Michał Kołodziejczak 25 lipca zarejestrował partię Zgoda w Sądzie Okręgowym w Warszawie. Deklarował wtedy, że jego ugrupowanie jest gotowe do samodzielnego startu w nadchodzących wyborach parlamentarnych.
Wcześniej w programie #RZECZoPOLITYCE mówił, że jego oferta polityczna skierowana jest do "rolników, przedsiębiorców, ludzi którzy 'mieszkają' w korporacjach" oraz "tych którzy dochodzą do tego, co mają, ciężką pracą". Wśród najważniejszych postulatów tworzonej przez siebie partii wymienił likwidację PIT, "odpowiednią" politykę mieszkaniową oraz oddłużenie Polaków.

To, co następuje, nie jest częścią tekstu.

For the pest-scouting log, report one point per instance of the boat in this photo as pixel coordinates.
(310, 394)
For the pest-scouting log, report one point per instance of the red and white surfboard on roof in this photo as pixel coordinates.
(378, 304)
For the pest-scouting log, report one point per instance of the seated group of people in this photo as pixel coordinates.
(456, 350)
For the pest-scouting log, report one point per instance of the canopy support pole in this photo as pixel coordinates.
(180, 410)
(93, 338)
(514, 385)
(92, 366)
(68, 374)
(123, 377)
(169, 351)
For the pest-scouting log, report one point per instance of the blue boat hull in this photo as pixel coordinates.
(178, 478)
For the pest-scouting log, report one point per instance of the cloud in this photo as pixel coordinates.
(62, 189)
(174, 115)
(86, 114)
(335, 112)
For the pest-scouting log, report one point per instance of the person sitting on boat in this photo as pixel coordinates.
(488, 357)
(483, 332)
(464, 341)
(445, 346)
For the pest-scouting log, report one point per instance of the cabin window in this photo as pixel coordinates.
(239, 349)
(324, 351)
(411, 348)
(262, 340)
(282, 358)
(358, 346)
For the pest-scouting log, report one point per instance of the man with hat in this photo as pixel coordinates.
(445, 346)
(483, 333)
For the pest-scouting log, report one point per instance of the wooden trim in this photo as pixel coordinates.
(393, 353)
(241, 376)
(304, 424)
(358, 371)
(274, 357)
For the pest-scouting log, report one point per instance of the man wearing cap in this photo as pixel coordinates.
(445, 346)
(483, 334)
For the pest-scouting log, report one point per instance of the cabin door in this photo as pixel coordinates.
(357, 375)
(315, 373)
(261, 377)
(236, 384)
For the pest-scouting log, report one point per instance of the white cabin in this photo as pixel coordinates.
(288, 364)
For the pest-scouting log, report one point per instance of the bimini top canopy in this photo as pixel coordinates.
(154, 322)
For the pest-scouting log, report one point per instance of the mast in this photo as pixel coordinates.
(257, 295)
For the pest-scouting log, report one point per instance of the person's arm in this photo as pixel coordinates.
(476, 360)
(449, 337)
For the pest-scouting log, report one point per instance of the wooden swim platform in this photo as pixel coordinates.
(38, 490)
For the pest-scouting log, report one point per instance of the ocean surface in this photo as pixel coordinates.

Teraz na Facebooku Kołodziejczak opublikował wpis, w którym ogłosił, że wycofuje się z udziału w projekcie Zgoda. "Niestety, mimo wszelkich podjętych przeze mnie prób rozwiązania tej sprawy, okazało się, że niektóre osoby, z którymi współtworzyliśmy ten projekt, nie są tak naprawdę zainteresowane walką o nasz program, a jedynie realizacją swoich partykularnych interesów. Nie da się tworzyć tak ambitnego i świeżego projektu bez ciężkiej pracy wszystkich stron" - napisał.
Dodał, że nie może pozwolić, by "ludzie pełni ideałów i chęci prawdziwej zmiany zmarnowali swój potencjał", a tak, jego zdaniem, stałoby się w Zgodzie.